Meet Jambay, faculty of Watershed Hydrology, Statistics, and Forestry at College of Natural Resources, Royal University of Bhutan and visiting researcher at Freshwater.
Jambay joins Freshwater for four months as a Fellow in The Community Solutions Program (CSP) sponsored by the U.S. Department of State with funding provided by the U.S. Government and supported in its implementation by IREX, a global development and education organization. CSP is a professional leadership development program for the best and brightest community leaders worldwide, with more than 6,000 applicants for just 80 positions this year.
Fellows complete a four-month fellowship with a U.S. nonprofit organization or local government agency. They return home after the program with new skills to apply to their problems through a community action project they design while in the U.S. Since Freshwater is all about community solutions to vexing water problems, this was meant to be.
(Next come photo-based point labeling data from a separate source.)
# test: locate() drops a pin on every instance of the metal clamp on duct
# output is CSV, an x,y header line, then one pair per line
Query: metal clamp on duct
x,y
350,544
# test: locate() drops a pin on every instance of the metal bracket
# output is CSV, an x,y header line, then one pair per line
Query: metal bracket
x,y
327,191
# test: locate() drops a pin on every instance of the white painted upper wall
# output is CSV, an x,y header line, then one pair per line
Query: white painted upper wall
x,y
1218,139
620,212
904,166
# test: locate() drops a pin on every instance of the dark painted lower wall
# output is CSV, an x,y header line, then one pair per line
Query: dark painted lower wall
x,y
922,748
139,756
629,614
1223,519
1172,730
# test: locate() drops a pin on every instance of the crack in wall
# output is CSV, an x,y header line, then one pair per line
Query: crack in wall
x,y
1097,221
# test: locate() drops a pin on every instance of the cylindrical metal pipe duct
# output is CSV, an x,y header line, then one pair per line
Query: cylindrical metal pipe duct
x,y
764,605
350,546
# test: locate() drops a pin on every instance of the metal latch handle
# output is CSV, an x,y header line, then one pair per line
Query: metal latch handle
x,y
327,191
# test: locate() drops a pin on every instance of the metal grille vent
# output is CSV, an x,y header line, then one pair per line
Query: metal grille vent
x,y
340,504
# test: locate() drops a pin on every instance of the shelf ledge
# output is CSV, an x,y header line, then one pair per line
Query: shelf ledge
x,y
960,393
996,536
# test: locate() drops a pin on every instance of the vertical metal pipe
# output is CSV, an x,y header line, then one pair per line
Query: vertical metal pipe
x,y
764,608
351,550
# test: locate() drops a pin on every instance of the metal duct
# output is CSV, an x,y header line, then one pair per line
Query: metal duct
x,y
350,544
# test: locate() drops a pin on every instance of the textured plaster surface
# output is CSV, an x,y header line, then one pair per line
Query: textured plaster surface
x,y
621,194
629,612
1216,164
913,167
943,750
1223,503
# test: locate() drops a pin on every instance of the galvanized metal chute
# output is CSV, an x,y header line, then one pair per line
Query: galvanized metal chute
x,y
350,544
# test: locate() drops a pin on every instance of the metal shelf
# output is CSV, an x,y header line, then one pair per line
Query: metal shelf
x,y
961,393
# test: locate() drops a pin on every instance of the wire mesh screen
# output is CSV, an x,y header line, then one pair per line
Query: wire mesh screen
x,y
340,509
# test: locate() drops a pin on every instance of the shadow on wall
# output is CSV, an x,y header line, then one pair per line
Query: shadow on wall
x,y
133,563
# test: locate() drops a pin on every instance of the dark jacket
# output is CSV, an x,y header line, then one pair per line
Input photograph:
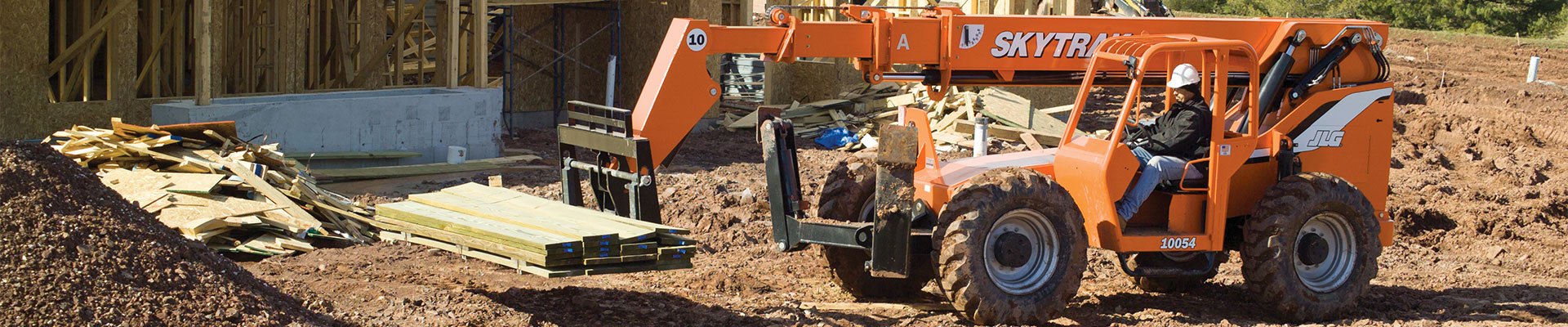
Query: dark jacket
x,y
1181,132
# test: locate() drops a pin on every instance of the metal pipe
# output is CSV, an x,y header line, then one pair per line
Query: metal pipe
x,y
903,78
617,173
1535,65
982,141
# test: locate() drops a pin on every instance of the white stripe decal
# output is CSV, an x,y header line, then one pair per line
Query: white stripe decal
x,y
1338,117
1259,153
Already, Jambay has joined us for agroecology tours in upper reaches of the Minnesota River watershed and a boat tour of the Lower Minnesota River, has been immersing himself in understanding challenges and opportunities for groundwater in Minnesota, and is helping us think a little differently about water. And he’s only just begun.
What Jambay’s working on at Freshwater
Jambay has joined Carrie Jennings and Jen Kader on Freshwater’s research and policy team as he studies why the springs that supply drinking water in Bhutan are drying up and what watershed management strategies can help preserve that water in his small Himalayan country. His hypothesis is that the increase of tree cover is using more groundwater.
Freshwater has designed a mutually beneficial work plan to have Jambay design a monitoring project for a small, forested watershed using instruments developed at the University of Minnesota and other inexpensive open-source devices that can be deployed remotely. These include sensors for water level, groundwater temperature, water pressure, and wind speed.
He will then learn to run an integrated, surface water-groundwater model and what data inputs it requires. Jambay is attending courses and seminars at the University to hone his understanding of the tools, and visiting the University’s Marcell Forest Research Station to learn how forests impact stream flow and groundwater recharge.
Jambay will use the model in a watershed here in Minnesota, like the Nemadji River Watershed, a steep, forested watershed in the north, or the Straight River watershed, an area of focus for our groundwater study (described elsewhere in this newsletter). Additionally, he will be cataloging and reviewing water reuse efforts in Minnesota, gleaning options that could be applicable in Bhutan.
When Jambay finishes the program in November, he will return home with an understanding of what it takes to monitor and model a watershed in Bhutan, albeit much steeper and more remote (not to mention the cobras, leopards, and Himalayan bears!), extend the supply of drinking water, and address the depletion of the groundwater Bhutan relies on for drinking.
2021 Update
The pandemic has not slowed Jambay down on implementing the work he designed with Freshwater. Although Carrie and Jen have not been able to join him there as planned (they received State Department support to travel), he is mapping springsheds with the help of a local nonprofit in Bhutan. His efforts have made their national television news!